On the other hand, AMC’s stock price is still up 289% since the beginning of the year, when it traded for only $2 per share, before Reddit users even noticed that the company was struggling to remain solvent amid the pandemic.
The improvement may be the result of AMC management cleverly using the temporary stock mania to boost its shares, raise more money, and strengthen its balance sheet, analysts say. While back on Dec. 11 the company had warned it might soon run out of cash, last week CEO Adam Aron was crowing to Variety that “imminent bankruptcy is completely off the table. We believe we have the runway we need to get through this pandemic.”
That’s partly because when AMC’s stock was on the rise, thanks to the Redditors, AMC sold 63 million shares and raised $305 million of cash. And private equity firm Silver Lake converted a $600 million debt obligation owed by AMC into stock and sold the stock, effectively eliminating the debt.

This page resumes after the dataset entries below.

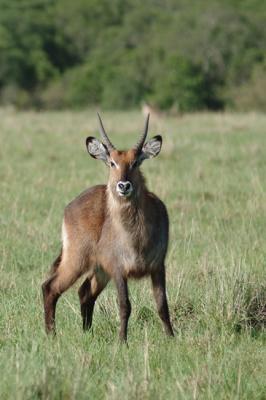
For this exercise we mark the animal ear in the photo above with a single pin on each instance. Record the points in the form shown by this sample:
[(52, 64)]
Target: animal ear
[(152, 148), (97, 149)]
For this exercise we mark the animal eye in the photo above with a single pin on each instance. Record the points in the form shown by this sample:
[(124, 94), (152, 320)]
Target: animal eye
[(134, 164)]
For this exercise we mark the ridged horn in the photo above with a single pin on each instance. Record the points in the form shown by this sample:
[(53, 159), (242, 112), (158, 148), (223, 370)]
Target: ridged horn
[(142, 139), (105, 138)]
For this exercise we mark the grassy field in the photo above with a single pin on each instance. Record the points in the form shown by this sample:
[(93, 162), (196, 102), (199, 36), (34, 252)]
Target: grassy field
[(211, 174)]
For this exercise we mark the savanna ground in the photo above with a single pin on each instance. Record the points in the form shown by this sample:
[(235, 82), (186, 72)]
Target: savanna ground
[(211, 174)]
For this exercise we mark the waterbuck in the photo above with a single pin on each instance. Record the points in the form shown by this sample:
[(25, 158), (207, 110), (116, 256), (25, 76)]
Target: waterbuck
[(114, 231)]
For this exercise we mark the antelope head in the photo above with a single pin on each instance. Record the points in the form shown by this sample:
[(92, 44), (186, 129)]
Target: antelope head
[(124, 178)]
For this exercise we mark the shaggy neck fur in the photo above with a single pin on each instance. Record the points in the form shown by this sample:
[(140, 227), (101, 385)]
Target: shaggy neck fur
[(128, 213)]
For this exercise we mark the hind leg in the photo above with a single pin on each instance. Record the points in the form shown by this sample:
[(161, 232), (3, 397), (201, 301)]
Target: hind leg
[(64, 273), (88, 293)]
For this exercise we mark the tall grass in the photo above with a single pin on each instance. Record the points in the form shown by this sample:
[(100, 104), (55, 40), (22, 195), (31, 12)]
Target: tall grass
[(211, 174)]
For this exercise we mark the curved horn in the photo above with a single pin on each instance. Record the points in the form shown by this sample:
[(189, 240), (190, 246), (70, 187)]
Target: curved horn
[(142, 139), (105, 138)]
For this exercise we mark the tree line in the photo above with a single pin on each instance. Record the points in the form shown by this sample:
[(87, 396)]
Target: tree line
[(179, 55)]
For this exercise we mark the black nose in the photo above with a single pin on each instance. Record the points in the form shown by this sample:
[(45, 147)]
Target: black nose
[(124, 186)]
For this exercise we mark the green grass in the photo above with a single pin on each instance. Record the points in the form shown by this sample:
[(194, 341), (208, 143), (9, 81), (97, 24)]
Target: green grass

Analysts agree the company should now have enough money to avoid bankruptcy and meet its debt service for at least the next year. “We now expect AMC’s liquidity to be sufficient for 2021 and possibly through 2022,” Goldman Sachs analyst Jason Kim noted on Jan. 28.
Getting through 2022 will require theater attendance to rise and that landlords further delay or reduce outstanding deferred rent owed by AMC, totaling $450 million.
Still, while the recent fundraising can carry the company through current conditions of low attendance, there may not be enough profit, even after the pandemic ends, to boost the stock price at all, some analysts say.
“The emotion behind the #SaveAMC movement could carry the shares higher in the near term, but we believe this valuation-be-damned momentum is not sustainable over the long term,” analyst Eric Handler, at MKM Partners, wrote on Monday. He downgraded the stock to “sell” with a $1 price target.
AMC’s box-office take could be severely depressed throughout 2021, even as more people are vaccinated against COVID-19, Credit Suisse analyst Meghan Durkin noted last week. Blockbusters won’t arrive in theaters until late in the year and will stay in theaters exclusively for a shorter time before hitting streaming services, she wrote.
“While exhibitors are excited about the pent-up demand once consumers are vaccinated, we see pressure on attendance,” Durkin wrote. “If consumers are slow to return to the movies due to these market dynamics, management’s assumptions may prove unachievable.” She rated the shares “underperform” with a target price of $1.55.
While the Reddit crowd was taking down hedge funds that shorted stocks like AMC, at least one hedge fund that invested in the theater chain made big profits. Mudrick Capital, which lent money to AMC in December, made a $200 million profit, mainly from bonds it bought last year at depressed prices, the Wall Street Journal reported.